Federal Reserve to Raise Interest Rates
I have held the contention that the key to the solution to the economic debacle is that interest rates need to be raised. If the president and his cabinet and Ben Bernanke and his ilk wish to stabilize housing prices and keep them artificially high then the only way to do this is to raise interest rates. Less people will buy, thereby keeping the prices high. I think the fed sees the writing on the wall.
“The Federal Reserve may start to raise its target interest rate from near zero in the first half of 2010 as the economy recovers, Princeton University economist Alan Blinder said.”
Keep in mind, a lowered interest rate is what cause the housing bubble to ferment and take hold. They started raising rates in June, 2004. It was a quarter point increase, from 1 to 1.25. Two years later, the Fed funds rate was up to 5.25. By that time the housing bubble was already on solid foundation. This was of course completely reversed last year, to the point that in December it was at zero, switching to asset purchases and credit programs as the main policy tools.
San Francisco Fed President Janet Yellen said last month leaving the rate at zero for several years is “not outside the realm of possibility.” Some Fed officials, including Richmond Fed President Jeffrey Lacker, have warned that leaving rates too low for too long could spark inflationary pressures.
“A forecast for the fed funds rate to remain near zero for years is a “very dire” outlook,” Blinder said.
According to Bloomberg, Fed Chairman Ben S. Bernanke is leading plans to buy as much as $1.25 trillion of mortgage-backed securities and $200 billion of federal agency debt by year end, and $300 billion of long-term Treasuries by September.
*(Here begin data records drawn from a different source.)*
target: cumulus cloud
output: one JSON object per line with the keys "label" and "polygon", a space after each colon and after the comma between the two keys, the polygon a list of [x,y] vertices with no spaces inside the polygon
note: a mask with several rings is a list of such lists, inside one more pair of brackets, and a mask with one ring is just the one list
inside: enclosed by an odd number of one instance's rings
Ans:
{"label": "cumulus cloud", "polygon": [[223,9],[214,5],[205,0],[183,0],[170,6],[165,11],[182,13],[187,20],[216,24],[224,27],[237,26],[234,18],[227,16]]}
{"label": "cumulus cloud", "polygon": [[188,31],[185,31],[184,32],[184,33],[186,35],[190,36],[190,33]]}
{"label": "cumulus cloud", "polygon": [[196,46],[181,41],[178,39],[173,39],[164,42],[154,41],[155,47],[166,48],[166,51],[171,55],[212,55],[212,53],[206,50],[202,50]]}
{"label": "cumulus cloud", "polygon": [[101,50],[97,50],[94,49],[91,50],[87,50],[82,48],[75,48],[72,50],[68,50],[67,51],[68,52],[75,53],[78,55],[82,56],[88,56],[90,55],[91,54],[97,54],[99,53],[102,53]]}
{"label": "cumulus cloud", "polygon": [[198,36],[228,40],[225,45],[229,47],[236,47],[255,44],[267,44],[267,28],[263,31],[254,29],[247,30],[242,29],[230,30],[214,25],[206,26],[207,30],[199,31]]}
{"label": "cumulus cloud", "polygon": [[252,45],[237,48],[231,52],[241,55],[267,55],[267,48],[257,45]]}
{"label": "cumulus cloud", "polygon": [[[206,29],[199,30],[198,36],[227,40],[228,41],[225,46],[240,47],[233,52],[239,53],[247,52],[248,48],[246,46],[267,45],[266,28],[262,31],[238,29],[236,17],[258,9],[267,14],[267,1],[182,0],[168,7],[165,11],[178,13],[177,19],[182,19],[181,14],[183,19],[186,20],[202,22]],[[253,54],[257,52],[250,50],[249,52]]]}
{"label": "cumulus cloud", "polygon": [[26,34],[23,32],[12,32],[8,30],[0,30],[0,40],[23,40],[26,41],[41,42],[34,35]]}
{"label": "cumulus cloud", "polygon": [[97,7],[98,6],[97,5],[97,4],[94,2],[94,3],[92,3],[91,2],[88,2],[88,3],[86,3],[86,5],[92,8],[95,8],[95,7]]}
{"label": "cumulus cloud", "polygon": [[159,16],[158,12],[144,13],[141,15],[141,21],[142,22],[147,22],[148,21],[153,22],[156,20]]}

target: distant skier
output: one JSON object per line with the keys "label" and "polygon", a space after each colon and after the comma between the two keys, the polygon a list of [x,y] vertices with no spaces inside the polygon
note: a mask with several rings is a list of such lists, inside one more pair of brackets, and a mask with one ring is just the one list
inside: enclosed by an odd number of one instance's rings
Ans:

Some economists have called on him to explain how the central bank can withdraw stimulus without causing inflation.
“Too much talk about an exit strategy now is premature,” Blinder said. “It is not close to pulling the trigger. Things are looking better, but everything is still looking a little fragile.”
While Blinder predicted a first-half 2010 rate increase, the median forecast of economists surveyed by Bloomberg News is for the Fed to raise rates starting in the third quarter of 2010.
Fed officials projected the U.S. unemployment rate may climb as high as 10 percent and judged the economy at risk to further shocks, according to minutes of their June 23-24 meeting released today. Employers in the U.S. cut 467,000 jobs in June, pushing the unemployment rate to the highest in almost 26 years, the Labor Department reported July 2.
“Frankly, 9.5 percent unemployment is a just terrible labor market, the likes of which we haven’t seen since the early 1980s,” Blinder said, adding that economic slack will dampen inflation. Just to point out, around the country Nevada has a 12% unemployment rate and Michigan has a 15% unemployment rate. This is not even counting the exasperated unemployed, those who have given up. Those number all show above 20% unemployment.
The committee appears to have a “substantial disagreement” over the likelihood of a surge in inflation as the economy recovers, he added.
Blinder said that there are “still pretty good” odds that Bernanke, a former Princeton professor, would be reappointed as chairman of the Federal Reserve , “all predicated on the B of A thing not blowing up in his face.”
Bernanke’s role in persuading Bank of America Corp. to complete its takeover of Merrill Lynch & Co. has been scrutinized by Congress. The issue is a “distraction,” Blinder said.